Determine the point of intersection.

(a) y = 4x + 6
y = -x + 1

(b) 2x + 5y = 10
x = 10

Please show how to get the point of intersection. thoroughly explain how to get point of intersection.

can someone answer this?

for (a), one method:

y = 4x + 6
y = -x + 1
For the standard equation, y = mx + b,
m is the slope. If m is the same for both equations, the lines are the same or parallel. If parallel, the will not intersect. This is not the case here. The lines do intersect.

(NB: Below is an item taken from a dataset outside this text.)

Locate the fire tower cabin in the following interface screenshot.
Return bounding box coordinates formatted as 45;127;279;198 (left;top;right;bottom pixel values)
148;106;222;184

There are two equations with two unknowns.
Solve for x and y.
One method, eliminate y by substitution, giving:
4x + 6 = -x + 1
Solve for x.
Then, substitute that value of x into either equation and solve for y.

thanks

( 1 , 0 ) POI for (a)

( 10 , 2 ) POI for (b)

Checking (a) only, (1, 0) is not correct. To check your answer, substitute the values into either equation.

So, y = 4x + 6
substituting your (1,0) answer...
0 = 4(1) + 6
or
0 = 10
which is not equal

A quick check of your answer for b shows a problem.

The second equation is:
2x + 5y = 10
Substituting the answer (10,2)...
2(10) + 5(2) = 10
or
20 + 10 = 10
Not correct

To find the point of intersection, we need to solve the system of equations algebraically. Let's go through each set of equations step by step.

(a) y = 4x + 6 and y = -x + 1:

Step 1: Set the equations equal to each other:
4x + 6 = -x + 1

Step 2: Combine like terms:
4x + x = 1 - 6
5x = -5

Step 3: Solve for x:
x = -5/5
x = -1

Step 4: Substitute the x-value into either equation to find y:
y = 4(-1) + 6
y = -4 + 6
y = 2

Therefore, the point of intersection for these equations is (-1, 2).

(b) 2x + 5y = 10 and x = 10:

Step 1: Substitute the value of x in the first equation:
2(10) + 5y = 10
20 + 5y = 10

Step 2: Solve for y:
5y = 10 - 20
5y = -10
y = -10/5
y = -2

Therefore, the point of intersection for these equations is (10, -2).

To summarize the process:
1. Set the equations equal to each other.
2. Simplify the equations by combining like terms.
3. Solve for one variable to find its value.
4. Substitute the value into either equation to solve for the other variable.
5. Write the coordinates as the point of intersection.

Keep in mind that in some cases, the system of equations may not have a point of intersection or it may have infinitely many solutions.